M. Guillaume Gontard. Les épisodes violents que connaissent certains mouvements sociaux ne justifient pas tout. En tant que législateurs, nous avons le devoir de ne pas céder à l’urgence du moment ou aux passions de l’instant. Légiférer, c’est faire la part des choses ; c’est mettre de la distance entre l’actualité et la loi, au nom de l’intérêt général. Les « unes » de la presse et les journaux télévisés passent et s’enchaînent, le droit reste.

Je me permets de vous alerter, car ces lois de circonstance s’accumulent, se superposent et affaiblissent peu à peu notre État de droit. Répondre à la violence par la violence, à la révolte par des lois autoritaires, c’est entrer dans le jeu de ceux qui défient l’État, qui accusent notre démocratie d’hypocrisie et de posture lorsqu’elle affirme être le rempart des droits humains. Une démocratie qui a recours à des lois liberticides pour se défendre prend le risque de perdre son fondement.

La manifestation est indissociable de notre histoire. Elle a permis l’avènement de la République en 1789 et celui de la démocratie en 1848. Elle est le terreau des conquêtes sociales, notamment celles de 1936 ou de 1968. Elle a accompagné la libération de Paris, les victoires de la France en Coupe du Monde ou le profond soutien à la liberté de la presse et à la République exprimé en 2015. Le droit de manifester est consacré par l’article X de la Déclaration des droits de l’homme et du citoyen, qui en fixe d’ailleurs la limite, encadré par la loi de 1935.
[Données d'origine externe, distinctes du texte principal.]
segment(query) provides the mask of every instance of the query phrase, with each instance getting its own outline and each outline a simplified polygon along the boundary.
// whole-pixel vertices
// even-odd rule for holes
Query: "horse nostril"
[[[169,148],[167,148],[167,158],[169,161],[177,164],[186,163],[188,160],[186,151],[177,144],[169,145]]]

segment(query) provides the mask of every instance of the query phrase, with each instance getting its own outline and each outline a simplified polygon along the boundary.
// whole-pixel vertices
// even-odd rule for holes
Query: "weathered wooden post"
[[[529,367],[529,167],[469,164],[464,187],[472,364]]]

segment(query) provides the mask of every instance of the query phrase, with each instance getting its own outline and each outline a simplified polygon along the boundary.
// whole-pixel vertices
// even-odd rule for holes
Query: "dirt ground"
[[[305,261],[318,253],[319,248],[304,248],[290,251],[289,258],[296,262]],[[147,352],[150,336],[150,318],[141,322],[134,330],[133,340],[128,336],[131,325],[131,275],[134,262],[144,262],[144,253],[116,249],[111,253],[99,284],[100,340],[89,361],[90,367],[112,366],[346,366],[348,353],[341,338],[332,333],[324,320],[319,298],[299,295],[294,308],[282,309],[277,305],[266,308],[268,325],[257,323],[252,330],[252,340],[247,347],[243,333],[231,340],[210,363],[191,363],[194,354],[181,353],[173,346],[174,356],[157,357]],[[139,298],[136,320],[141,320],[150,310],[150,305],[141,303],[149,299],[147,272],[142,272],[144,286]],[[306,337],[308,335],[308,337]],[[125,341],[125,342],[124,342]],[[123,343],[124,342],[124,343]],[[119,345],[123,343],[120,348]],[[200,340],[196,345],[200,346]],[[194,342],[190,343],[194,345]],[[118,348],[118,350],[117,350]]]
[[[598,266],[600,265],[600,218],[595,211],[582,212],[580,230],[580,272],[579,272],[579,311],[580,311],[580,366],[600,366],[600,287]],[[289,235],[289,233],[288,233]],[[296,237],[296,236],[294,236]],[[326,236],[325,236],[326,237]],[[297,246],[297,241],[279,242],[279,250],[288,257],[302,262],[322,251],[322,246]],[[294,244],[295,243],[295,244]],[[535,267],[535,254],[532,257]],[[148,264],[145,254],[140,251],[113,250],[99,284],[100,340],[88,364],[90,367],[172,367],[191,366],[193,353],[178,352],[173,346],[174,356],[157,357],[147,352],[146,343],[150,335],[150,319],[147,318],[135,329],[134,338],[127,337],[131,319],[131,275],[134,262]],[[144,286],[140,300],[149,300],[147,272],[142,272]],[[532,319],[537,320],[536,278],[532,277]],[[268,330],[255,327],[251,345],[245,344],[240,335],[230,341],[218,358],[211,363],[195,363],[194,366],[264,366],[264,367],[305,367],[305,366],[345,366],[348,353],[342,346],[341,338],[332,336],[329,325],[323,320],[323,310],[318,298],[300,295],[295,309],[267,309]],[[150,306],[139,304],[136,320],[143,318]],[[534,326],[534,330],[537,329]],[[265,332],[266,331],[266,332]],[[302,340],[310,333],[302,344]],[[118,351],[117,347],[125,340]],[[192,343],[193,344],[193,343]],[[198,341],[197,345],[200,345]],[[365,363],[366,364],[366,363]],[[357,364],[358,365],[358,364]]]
Le dispositif de l’article 2 du présent texte relève d’une interprétation beaucoup trop zélée de la notion de « trouble à l’ordre public », mentionnée par la Déclaration des droits de l’homme et du citoyen, et ne respecte vraisemblablement pas nos droits constitutionnels. En permettant de sanctionner a priori des manifestants sur la base de simples soupçons, il ouvre le règne de l’arbitraire et piétine les libertés publiques. En confiant à une autorité administrative plutôt qu’à une autorité judiciaire la charge de déterminer une sanction, il contrevient à la séparation des pouvoirs et aux garanties apportées par l’ordre judiciaire. En désignant subjectivement qui a le droit de manifester et qui ne l’a pas, cet article est un redoutable outil pour réduire les oppositions politiques au silence. Un tel outil n’a pas sa place dans un régime démocratique.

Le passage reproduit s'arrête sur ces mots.